EmbedPy and JupyterQ can be used to solve all kind of machine-learning problems, from feature engineering to the training and testing of models. They also allow users to display results in a range of ways, giving a better understanding of the data and results.

The notebooks at KxSystems/mlnotebooks provide examples that bring together these concepts and show what can be achieved.

The contents of the notebooks are as follows:

  1. Decision Trees: A decision tree is trained to detect if a patient has either benign or malignant cancer. The performance of the model is measured by computing a confusion matrix and ROC curve.

  2. Random Forests: Random forest and XGBoost classifiers are trained to identify satisfied and unsatisfied financial clients. Different parameters are tuned and tested, with classifier performance evaluated using the ROC curve.

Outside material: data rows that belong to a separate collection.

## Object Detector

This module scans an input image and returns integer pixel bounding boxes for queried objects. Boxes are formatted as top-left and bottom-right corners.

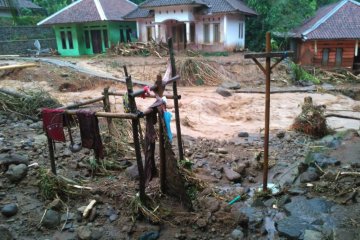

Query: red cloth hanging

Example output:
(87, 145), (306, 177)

(42, 108), (66, 142)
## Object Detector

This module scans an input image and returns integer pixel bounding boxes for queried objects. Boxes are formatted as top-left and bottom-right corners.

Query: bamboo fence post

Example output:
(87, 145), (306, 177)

(168, 37), (184, 161)
(124, 66), (146, 203)
(102, 87), (114, 136)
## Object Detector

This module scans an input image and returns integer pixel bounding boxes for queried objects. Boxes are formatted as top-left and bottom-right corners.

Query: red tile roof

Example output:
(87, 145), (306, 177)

(292, 0), (360, 40)
(38, 0), (137, 26)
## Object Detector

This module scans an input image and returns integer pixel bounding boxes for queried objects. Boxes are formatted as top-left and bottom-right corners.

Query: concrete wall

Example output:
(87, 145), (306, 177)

(154, 6), (195, 23)
(225, 14), (245, 49)
(0, 26), (56, 54)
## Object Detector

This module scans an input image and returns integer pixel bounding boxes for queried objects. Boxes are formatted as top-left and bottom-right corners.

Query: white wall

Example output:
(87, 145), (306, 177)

(195, 14), (224, 45)
(138, 18), (155, 42)
(225, 14), (245, 49)
(154, 6), (195, 23)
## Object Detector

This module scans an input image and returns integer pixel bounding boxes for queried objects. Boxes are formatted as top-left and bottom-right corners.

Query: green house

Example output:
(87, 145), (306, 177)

(37, 0), (138, 56)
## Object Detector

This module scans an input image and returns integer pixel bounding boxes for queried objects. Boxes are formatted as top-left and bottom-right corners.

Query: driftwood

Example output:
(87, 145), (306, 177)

(83, 200), (96, 218)
(0, 63), (37, 71)
(325, 114), (360, 121)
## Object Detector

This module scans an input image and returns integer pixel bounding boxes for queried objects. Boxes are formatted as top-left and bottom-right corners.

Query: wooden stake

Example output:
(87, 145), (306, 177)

(263, 32), (271, 192)
(158, 114), (166, 192)
(124, 66), (146, 203)
(46, 134), (56, 175)
(168, 37), (184, 161)
(102, 87), (114, 135)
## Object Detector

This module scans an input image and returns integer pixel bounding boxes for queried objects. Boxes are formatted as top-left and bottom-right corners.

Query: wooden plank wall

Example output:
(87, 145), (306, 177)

(298, 40), (356, 69)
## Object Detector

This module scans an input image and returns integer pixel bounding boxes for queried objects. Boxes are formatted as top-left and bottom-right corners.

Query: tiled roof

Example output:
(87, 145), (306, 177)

(125, 0), (257, 18)
(0, 0), (42, 9)
(139, 0), (207, 8)
(38, 0), (137, 26)
(206, 0), (257, 15)
(124, 7), (152, 19)
(291, 0), (360, 40)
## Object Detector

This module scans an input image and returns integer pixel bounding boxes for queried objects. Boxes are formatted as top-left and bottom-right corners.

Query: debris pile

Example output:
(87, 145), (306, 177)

(177, 57), (230, 86)
(107, 41), (168, 58)
(292, 96), (330, 138)
(0, 88), (60, 119)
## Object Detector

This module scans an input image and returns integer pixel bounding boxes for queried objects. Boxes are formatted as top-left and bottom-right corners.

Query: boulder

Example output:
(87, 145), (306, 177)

(221, 81), (241, 90)
(216, 87), (232, 97)
(5, 164), (28, 182)
(77, 225), (92, 240)
(299, 167), (320, 183)
(42, 209), (60, 229)
(304, 230), (325, 240)
(223, 167), (241, 182)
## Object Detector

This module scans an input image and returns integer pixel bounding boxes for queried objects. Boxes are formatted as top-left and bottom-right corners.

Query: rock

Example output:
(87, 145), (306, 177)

(0, 153), (29, 166)
(216, 87), (232, 97)
(201, 197), (220, 213)
(276, 131), (286, 139)
(139, 231), (160, 240)
(5, 164), (28, 182)
(238, 132), (249, 138)
(298, 162), (308, 174)
(230, 229), (244, 239)
(333, 228), (360, 240)
(109, 213), (118, 222)
(89, 208), (97, 222)
(42, 209), (60, 229)
(77, 225), (92, 240)
(299, 167), (320, 183)
(277, 195), (291, 208)
(312, 153), (340, 168)
(1, 203), (18, 217)
(125, 164), (139, 180)
(221, 81), (241, 90)
(223, 167), (241, 182)
(287, 187), (306, 195)
(304, 230), (325, 240)
(91, 227), (104, 240)
(234, 163), (247, 175)
(0, 225), (13, 240)
(62, 149), (72, 157)
(277, 216), (311, 239)
(238, 207), (263, 230)
(196, 218), (207, 228)
(47, 198), (62, 210)
(29, 121), (43, 129)
(251, 198), (265, 207)
(217, 148), (228, 154)
(322, 170), (337, 181)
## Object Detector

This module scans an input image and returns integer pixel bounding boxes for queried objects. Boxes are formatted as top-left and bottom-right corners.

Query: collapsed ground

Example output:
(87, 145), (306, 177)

(0, 53), (360, 240)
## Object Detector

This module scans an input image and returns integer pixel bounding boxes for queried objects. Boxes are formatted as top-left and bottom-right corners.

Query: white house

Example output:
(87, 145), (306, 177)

(125, 0), (257, 51)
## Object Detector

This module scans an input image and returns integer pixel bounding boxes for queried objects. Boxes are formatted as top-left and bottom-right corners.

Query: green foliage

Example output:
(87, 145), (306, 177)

(290, 62), (320, 84)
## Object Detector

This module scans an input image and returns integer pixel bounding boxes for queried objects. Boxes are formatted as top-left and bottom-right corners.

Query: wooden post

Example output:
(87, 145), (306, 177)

(47, 135), (56, 175)
(168, 37), (184, 161)
(263, 32), (271, 192)
(158, 114), (166, 192)
(124, 66), (146, 203)
(102, 87), (114, 136)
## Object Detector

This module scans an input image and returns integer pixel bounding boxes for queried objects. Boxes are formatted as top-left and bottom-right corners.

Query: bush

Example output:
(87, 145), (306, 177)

(290, 62), (320, 84)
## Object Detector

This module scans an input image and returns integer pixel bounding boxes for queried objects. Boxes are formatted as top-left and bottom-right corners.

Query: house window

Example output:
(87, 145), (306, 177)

(120, 29), (125, 42)
(213, 23), (220, 43)
(126, 28), (132, 42)
(103, 30), (109, 48)
(322, 48), (330, 66)
(84, 30), (90, 48)
(146, 26), (153, 41)
(204, 24), (210, 43)
(67, 31), (73, 49)
(336, 48), (343, 66)
(239, 22), (244, 39)
(60, 31), (67, 49)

  3. Neural Networks: A neural network is trained to identify samples of handwritten digits from the MNIST database. Performance is calculated for a test set of images, with a variety of plots used to show the results.

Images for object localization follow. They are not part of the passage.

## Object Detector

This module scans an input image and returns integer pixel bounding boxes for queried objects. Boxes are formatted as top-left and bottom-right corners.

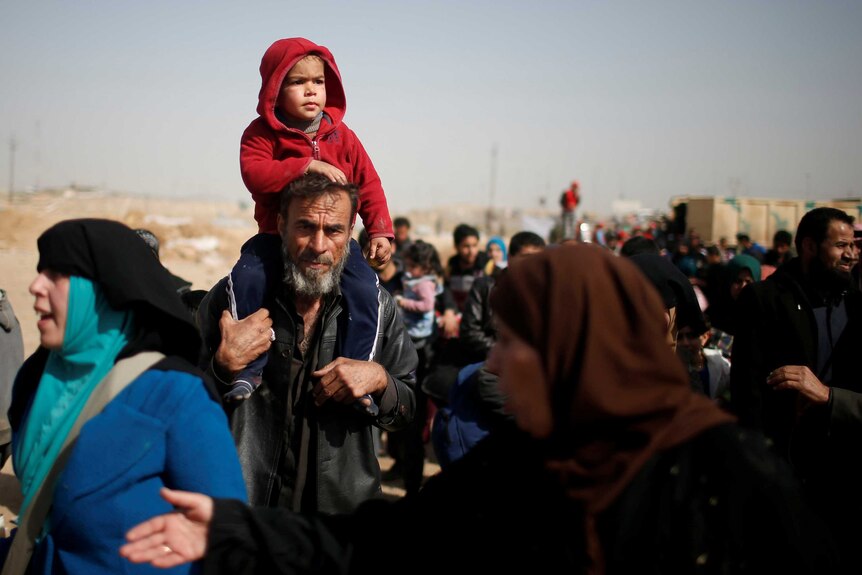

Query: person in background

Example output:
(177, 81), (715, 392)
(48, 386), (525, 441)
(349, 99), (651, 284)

(483, 236), (507, 277)
(0, 288), (24, 468)
(706, 254), (760, 336)
(461, 231), (546, 364)
(391, 216), (413, 268)
(133, 229), (193, 296)
(444, 223), (488, 313)
(133, 228), (206, 318)
(676, 320), (731, 407)
(731, 207), (862, 569)
(0, 219), (246, 575)
(735, 233), (767, 263)
(620, 235), (660, 258)
(717, 237), (734, 262)
(559, 180), (580, 241)
(764, 229), (794, 268)
(386, 240), (443, 496)
(122, 244), (836, 574)
(602, 230), (620, 254)
(433, 231), (546, 466)
(626, 252), (707, 352)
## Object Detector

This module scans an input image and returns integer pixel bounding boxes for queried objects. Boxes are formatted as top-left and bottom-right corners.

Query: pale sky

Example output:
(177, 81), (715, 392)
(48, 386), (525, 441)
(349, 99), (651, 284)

(1, 1), (860, 218)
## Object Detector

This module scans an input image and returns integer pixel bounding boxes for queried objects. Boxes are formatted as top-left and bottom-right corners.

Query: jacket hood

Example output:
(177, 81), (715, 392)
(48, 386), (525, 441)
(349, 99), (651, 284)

(256, 37), (346, 132)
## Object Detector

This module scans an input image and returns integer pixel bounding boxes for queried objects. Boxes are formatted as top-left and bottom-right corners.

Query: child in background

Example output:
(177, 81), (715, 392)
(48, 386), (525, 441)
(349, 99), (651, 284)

(397, 241), (443, 344)
(226, 38), (394, 401)
(391, 240), (443, 495)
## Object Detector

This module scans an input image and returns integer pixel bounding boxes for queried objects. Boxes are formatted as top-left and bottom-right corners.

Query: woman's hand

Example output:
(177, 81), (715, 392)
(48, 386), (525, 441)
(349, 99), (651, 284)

(120, 488), (213, 568)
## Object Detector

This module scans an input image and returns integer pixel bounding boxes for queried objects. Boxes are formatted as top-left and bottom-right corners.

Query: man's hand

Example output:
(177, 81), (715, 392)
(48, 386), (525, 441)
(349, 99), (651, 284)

(311, 357), (389, 407)
(214, 308), (273, 377)
(368, 237), (392, 267)
(766, 365), (830, 405)
(306, 160), (347, 184)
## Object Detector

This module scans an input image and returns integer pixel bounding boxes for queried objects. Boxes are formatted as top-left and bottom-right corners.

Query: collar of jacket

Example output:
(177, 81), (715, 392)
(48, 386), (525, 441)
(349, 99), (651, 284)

(772, 257), (848, 308)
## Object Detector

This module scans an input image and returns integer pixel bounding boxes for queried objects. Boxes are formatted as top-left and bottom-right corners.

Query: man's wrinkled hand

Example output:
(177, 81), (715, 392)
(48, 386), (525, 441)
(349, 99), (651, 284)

(214, 308), (273, 376)
(311, 357), (388, 407)
(766, 365), (830, 405)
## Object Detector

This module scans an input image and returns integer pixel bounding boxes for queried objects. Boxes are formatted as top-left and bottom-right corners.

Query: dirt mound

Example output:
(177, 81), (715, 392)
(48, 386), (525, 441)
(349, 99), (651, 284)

(0, 190), (257, 355)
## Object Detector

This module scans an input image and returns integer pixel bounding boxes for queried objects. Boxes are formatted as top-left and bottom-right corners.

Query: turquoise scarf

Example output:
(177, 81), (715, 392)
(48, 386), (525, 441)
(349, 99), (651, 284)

(14, 276), (135, 517)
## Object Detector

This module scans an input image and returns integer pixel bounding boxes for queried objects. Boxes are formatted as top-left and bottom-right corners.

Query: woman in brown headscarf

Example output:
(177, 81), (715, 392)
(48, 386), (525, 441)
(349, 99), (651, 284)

(121, 244), (836, 574)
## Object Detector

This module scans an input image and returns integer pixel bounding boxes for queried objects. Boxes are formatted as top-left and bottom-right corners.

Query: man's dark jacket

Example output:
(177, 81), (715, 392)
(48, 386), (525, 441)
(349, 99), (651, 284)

(198, 277), (418, 514)
(730, 257), (862, 566)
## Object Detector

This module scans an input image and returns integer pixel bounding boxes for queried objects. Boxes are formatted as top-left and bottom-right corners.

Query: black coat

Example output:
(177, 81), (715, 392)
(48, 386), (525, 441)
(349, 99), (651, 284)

(203, 424), (836, 574)
(731, 258), (862, 567)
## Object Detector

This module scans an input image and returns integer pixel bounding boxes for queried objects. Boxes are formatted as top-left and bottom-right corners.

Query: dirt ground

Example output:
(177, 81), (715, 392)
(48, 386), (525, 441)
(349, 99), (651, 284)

(0, 190), (440, 531)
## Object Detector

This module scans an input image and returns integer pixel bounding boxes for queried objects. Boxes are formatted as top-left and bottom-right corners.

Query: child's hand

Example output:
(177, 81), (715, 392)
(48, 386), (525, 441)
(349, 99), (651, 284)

(307, 160), (348, 184)
(368, 237), (392, 266)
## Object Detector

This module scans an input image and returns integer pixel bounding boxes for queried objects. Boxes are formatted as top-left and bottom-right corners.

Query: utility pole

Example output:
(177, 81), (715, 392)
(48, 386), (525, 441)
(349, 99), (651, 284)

(8, 136), (16, 202)
(486, 144), (498, 236)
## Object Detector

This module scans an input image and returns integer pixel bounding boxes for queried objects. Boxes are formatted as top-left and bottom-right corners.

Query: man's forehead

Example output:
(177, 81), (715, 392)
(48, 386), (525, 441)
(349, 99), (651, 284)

(289, 191), (351, 220)
(825, 220), (854, 240)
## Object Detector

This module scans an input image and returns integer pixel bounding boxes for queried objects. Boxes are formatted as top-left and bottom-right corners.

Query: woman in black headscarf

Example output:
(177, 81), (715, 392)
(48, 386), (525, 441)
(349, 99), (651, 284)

(0, 219), (246, 575)
(121, 244), (835, 574)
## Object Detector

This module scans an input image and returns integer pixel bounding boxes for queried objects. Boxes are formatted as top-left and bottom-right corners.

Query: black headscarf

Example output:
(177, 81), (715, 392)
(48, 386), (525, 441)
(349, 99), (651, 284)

(628, 253), (707, 334)
(34, 218), (200, 359)
(11, 219), (212, 427)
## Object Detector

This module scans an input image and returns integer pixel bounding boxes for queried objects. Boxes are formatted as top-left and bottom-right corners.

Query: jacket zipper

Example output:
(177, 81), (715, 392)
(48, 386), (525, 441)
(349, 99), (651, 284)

(312, 139), (320, 160)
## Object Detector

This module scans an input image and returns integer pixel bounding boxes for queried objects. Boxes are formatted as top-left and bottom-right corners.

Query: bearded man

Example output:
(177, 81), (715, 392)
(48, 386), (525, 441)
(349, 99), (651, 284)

(731, 207), (862, 568)
(198, 174), (417, 514)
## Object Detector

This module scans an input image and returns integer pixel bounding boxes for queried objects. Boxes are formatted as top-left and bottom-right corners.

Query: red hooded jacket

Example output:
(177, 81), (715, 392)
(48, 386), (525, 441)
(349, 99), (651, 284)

(240, 38), (393, 239)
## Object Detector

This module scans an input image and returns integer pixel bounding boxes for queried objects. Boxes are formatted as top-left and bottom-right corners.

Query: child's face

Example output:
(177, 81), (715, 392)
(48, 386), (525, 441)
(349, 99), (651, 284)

(456, 236), (479, 267)
(404, 258), (425, 278)
(487, 243), (504, 264)
(277, 56), (326, 122)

  4. Dimensionality Reduction: Principal Component Analysis (PCA) and t-distributed Stochastic Neighbor Embedding (t-SNE) are used to reduce the dimensionality of the original dataset. Several plots are used to visualize reduced features and infer differences between the distinct groups present in the data.

  5. Feature Engineering: Examples of data preprocessing that can highly affect the performance of a model are demonstrated. The first section of the notebook focuses on the robustness of different scalers against k-nearest neighbours, while the second section demonstrates the importance of one-hot encoding labels when training a neural network.

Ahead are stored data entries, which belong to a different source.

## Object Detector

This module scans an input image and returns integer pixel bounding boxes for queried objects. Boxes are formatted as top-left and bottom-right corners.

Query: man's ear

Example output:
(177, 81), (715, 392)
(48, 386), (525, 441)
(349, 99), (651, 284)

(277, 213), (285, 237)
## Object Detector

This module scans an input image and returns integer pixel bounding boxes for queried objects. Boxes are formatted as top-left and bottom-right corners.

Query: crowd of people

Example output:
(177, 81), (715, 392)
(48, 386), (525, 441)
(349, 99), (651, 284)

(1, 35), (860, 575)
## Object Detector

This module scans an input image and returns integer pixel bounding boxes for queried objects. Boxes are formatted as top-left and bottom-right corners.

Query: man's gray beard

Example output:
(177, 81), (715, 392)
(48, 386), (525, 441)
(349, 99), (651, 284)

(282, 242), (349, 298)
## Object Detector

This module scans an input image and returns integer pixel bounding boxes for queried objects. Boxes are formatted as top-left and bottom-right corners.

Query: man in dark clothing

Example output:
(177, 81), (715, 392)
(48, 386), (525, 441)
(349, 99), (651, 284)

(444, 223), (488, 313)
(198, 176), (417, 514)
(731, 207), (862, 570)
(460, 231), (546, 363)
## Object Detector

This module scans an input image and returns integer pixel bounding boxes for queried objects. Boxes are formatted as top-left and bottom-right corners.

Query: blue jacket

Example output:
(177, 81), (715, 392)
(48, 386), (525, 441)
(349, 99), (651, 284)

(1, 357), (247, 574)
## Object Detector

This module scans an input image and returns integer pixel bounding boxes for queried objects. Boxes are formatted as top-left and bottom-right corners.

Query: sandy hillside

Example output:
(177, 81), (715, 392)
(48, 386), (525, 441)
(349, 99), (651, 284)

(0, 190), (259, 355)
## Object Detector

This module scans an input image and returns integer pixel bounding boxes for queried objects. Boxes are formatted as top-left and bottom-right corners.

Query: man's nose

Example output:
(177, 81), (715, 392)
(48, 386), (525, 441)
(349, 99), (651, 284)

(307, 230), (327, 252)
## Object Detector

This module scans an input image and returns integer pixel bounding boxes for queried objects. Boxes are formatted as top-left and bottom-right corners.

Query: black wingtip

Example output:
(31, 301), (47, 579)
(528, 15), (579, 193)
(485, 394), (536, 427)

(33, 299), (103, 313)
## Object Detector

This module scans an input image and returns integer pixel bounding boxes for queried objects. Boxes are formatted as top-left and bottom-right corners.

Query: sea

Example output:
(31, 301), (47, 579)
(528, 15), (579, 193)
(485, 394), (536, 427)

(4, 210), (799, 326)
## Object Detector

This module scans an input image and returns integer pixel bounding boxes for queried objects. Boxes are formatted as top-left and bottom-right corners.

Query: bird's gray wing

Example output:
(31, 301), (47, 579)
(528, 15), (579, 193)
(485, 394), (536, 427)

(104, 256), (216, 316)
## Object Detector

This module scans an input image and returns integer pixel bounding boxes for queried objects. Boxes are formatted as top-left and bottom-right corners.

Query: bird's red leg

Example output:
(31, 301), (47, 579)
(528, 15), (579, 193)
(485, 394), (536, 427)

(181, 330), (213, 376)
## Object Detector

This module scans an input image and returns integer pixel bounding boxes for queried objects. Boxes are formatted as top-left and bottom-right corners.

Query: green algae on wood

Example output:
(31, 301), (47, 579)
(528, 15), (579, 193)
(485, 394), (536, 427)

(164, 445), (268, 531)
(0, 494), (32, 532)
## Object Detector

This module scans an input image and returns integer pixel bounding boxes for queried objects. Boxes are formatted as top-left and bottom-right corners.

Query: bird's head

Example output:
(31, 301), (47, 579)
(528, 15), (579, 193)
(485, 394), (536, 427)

  6. Feature Extraction and Selection: The three examples provided explain how to effectively use the FRESH (FeatuRe Extraction and Scalable Hypothesis testing) algorithm to extract features and determine how significant each feature is in predicting a target vector. The examples make use of both random forest and gradient boosting models.

  7. Cross Validation: Cross validation procedures are demonstrated against a random forest classifier, with the aim of classifying breast cancer data. Results produced for the different cross validation methods available in the toolkit are compared.

  8. Natural Language Processing: Parsing, clustering, sentiment analysis and outlier detection are demonstrated on a range of corpora, including the novel Moby Dick, the emails of the Enron CEOs and the 2014 IEEE Vast Challenge articles.

  9. K-Nearest Neighbours: The notebook details the steps to follow in a machine learning problem, prior to model training. These include feature scaling, data splitting and parameter tuning - performed by measuring the accuracy of a k-nearest neighbours model for different values of parameter k.

  10. Automated Machine Learning: The notebook looks at predicting how likely a telecommunications customer is to churn based on behavior. The data and associated target is used throughout the notebook and is passed into the AutoML pipeline in both its default configuration and custom user-defined configuration, with the steps in the pipeline explained throughout.

  11. Clustering: Examples of how to use the k-means, DBSCAN, affinity propagation, hierarchical and CURE algorithms available within the ML-Toolkit are provided. The notebook demonstrates how to effectively visualize results produced and make use of scoring functions contained within the toolkit. A real-world application is also included.